Greg Mason Burns
Details
Name
Greg Mason Burns
Job title
Contemporary Visual Artist / Restaurant Worker
About
Greg Mason Burns is a conceptual painter who highlights emotional unknowns, with particular attention to societal pressure, adventure, fear, frustration, stress, and chaos.
Burns focuses on emotional unknowns. Focusing primarily on the “interpretation gap” that is present in Reception Theory, he attempts identify areas of mis-information, manipulation, and mis-representation of the mass media’s message and relate them to the audience’s understanding of reality. This “gap” that exists between the media and the audience is what drives his artistic intellectualism as he attempts to fill it with the stress that is caused by our current socio-politico divide. His work is not political.

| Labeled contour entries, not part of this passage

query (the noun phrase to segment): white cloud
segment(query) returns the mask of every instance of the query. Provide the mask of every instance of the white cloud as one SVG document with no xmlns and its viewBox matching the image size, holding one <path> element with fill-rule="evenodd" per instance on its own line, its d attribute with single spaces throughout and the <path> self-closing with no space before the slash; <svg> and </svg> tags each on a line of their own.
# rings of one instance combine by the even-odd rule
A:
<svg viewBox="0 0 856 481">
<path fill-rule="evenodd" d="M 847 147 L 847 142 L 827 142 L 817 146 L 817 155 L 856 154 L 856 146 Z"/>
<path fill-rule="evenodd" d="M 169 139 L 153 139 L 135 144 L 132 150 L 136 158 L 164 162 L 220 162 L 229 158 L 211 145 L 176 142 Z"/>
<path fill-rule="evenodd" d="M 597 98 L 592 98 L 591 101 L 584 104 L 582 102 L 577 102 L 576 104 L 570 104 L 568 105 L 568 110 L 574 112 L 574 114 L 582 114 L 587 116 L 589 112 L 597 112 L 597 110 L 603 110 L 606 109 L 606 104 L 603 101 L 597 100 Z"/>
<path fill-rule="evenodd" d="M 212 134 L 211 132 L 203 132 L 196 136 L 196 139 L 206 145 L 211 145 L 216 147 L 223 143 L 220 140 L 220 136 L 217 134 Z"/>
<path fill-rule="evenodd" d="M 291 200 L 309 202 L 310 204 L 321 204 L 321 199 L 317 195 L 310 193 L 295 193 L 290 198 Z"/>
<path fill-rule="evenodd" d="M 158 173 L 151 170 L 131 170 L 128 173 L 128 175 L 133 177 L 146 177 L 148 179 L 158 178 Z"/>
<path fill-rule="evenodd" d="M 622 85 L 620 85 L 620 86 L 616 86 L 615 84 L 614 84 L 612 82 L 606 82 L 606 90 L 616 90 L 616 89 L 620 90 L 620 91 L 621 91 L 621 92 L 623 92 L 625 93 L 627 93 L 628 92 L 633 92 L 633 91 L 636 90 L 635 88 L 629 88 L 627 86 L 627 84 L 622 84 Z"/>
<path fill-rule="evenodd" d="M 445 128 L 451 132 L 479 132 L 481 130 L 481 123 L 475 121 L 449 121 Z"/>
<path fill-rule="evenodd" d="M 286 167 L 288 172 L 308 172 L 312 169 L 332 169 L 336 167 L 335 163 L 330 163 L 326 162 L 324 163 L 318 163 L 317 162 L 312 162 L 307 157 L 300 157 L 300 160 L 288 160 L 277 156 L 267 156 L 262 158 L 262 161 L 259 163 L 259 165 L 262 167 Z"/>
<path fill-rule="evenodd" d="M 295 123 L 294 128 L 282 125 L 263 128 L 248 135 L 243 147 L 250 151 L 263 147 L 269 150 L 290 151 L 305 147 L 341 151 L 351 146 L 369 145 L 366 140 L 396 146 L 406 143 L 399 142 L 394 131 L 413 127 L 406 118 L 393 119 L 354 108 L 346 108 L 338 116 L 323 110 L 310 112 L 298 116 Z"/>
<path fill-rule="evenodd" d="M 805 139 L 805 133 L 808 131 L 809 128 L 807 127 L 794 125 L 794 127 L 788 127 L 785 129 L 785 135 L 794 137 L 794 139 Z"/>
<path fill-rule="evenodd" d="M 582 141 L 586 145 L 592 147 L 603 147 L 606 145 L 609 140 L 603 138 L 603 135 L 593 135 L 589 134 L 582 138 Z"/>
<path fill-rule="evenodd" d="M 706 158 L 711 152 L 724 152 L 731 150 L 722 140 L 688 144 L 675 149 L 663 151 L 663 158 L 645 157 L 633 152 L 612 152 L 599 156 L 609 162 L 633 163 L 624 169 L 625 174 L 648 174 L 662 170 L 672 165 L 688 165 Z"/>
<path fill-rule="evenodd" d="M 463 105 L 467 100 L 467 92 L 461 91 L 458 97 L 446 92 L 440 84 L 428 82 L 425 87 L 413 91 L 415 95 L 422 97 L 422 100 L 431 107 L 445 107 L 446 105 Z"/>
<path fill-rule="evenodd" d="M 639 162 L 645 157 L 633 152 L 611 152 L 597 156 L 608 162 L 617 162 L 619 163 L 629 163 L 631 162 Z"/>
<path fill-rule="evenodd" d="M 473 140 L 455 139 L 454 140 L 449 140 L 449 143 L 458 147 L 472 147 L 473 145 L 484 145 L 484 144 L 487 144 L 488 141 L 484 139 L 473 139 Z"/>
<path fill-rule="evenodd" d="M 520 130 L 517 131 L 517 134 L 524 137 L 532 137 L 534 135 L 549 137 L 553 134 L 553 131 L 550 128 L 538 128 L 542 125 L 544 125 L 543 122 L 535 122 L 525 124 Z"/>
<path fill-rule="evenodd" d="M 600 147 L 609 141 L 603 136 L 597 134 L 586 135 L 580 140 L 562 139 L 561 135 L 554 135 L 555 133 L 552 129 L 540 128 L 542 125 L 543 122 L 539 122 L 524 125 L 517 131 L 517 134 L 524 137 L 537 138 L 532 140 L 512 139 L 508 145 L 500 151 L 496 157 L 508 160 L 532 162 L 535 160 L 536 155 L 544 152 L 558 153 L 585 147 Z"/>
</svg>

While he worked on this project in many ways for several years leading up to 2020, his work then developed into three areas: the blurriness of information in relation to identity; the re-shaping of news headlines into “snapshots” of words that cause emotional responses that may be different than the original headlines would have caused; and the taking of complex emotional issues and presenting them as overly simplistic responses. All three criticize how we interpret, absorb, and relay information.
He works in a variety of media including: oil, acrylic, oil pastel, charcoal, watercolor, photography, sculpture, and installation.
Biography
Born in Bar Harbor, Maine (1975), Burns completed his Master’s degree at the University of Edinburgh (UK), with a focus on European Politics. He has two Bachelor degrees from the University of Maine, Orono, the first in Journalism and the second Public Administration. Before returning to Maine in 2016, he resided in the United Kingdom, Brazil, and Chile.
Burns began his artistic career while living in Santiago de Chile in 2010. A self-taught artist, his influences span the art historical canon, multiple academic disciplines, and three continents. He cites Kandinsky, Barnett Newman, and Diebenkorn for their visual inspiration, Earnest Hemingway for his linguistic parsimony, and the experiential dynamics of having lived on multiple continents all as factors contributing to his personal aesthetic.
Burns has exhibited internationally, including locations in Brazil, Portugal, Scotland, and the United States.